JawaPos.com - Tak hanya orang dewasa yang sering mengonsumsi makanan camilan, tetapi bayi juga butuh kudapan sebagai makanan tambahan dan pelengkap gizi. Kudapan tersebut biasanya dibuat sebagai finger food agar bayi bisa memegang makanan sendiri.
Bayi mulai diberikan makanan lebih padat atau memegang makanan sendiri idealnya pada usia 8 bulan. Hal tersebut bertujuan untuk melatih kemampuan motorik. Salah satu, finger food yang instan adalah biskuit bayi.
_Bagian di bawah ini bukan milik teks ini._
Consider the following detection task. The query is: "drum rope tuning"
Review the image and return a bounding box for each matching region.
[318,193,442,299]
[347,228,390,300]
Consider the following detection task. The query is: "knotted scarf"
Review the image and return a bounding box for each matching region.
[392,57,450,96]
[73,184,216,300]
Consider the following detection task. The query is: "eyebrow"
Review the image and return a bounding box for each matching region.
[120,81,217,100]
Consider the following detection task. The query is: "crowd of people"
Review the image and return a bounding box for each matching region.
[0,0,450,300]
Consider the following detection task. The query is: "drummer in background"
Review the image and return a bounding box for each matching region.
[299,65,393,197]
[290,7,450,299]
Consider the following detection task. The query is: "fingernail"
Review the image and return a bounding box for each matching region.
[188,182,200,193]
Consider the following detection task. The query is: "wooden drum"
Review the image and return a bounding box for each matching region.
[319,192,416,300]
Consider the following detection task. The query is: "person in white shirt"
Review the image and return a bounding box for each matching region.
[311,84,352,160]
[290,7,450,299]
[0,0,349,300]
Namun, masih banyak yang salah kaprah dengan mengencerkan biskuit bayi. Padahal biskuit bayi bisa diberikan sesuai dengan bentuk aslinya.
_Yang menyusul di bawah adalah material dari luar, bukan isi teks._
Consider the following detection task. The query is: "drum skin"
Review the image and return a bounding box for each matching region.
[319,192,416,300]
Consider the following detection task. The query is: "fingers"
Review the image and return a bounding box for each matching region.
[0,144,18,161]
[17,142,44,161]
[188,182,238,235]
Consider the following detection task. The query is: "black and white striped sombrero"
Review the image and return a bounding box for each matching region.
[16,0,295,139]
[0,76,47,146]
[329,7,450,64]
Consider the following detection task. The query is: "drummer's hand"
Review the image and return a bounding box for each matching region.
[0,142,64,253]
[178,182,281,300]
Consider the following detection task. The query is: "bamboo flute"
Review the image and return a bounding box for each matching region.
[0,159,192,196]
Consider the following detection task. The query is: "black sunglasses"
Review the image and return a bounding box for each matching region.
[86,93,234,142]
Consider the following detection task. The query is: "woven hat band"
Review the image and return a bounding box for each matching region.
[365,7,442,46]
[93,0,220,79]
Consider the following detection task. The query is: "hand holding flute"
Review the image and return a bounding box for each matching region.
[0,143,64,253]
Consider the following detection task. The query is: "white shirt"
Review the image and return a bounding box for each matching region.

"Biskuit bayi sengaja dibuat garing, sehingga ketika dikerat akan lumer sendiri," kata dr. Klara Yuliarti, SpA(K), dokter spesialis kesehatan anak, ketika ditemui di RSCM, Jakarta Pusat, Jumat (18/1).
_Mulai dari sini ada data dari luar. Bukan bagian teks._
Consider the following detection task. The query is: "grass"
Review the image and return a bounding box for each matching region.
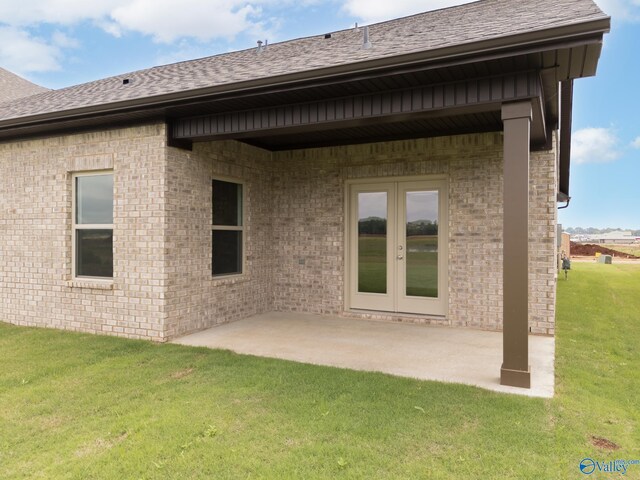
[604,244,640,257]
[0,264,640,479]
[358,236,438,298]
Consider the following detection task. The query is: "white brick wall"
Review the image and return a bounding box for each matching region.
[0,125,165,340]
[0,125,556,341]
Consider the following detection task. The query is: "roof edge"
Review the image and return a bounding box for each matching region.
[0,16,611,129]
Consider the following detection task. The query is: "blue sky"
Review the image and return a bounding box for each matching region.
[0,0,640,229]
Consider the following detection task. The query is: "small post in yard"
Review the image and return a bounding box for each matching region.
[562,252,571,280]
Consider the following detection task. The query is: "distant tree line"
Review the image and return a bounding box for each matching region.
[564,227,640,237]
[358,217,438,235]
Selain itu, Klara mengingatkan agar para orang tua memerhatikan label gizi dan izin BPOM sebelum membeli biskuit bayi. Oleh karena itu, dia menyarankan pemberian finger food yang dibuat sendiri karena kandungan gizinya juga bisa diperhatikan.
Menurutnya, bayi berusia 10 bulan sudah mulai bisa diperkenalkan family food sesuai dengan menu keluarga. Hanya saja, perlu diingat tetap dibuat lebih lembut ddengan cara dikukus atau direbus dahulu untuk makanan tertentu.
"Sayur-sayuran juga boleh dijadikan finger food tetapi tidak usah banyak karena bayi tidak butuh sayur dan buah yang banyak. Bayi tidak terlalu membutuhkan serat," pungkas Klara.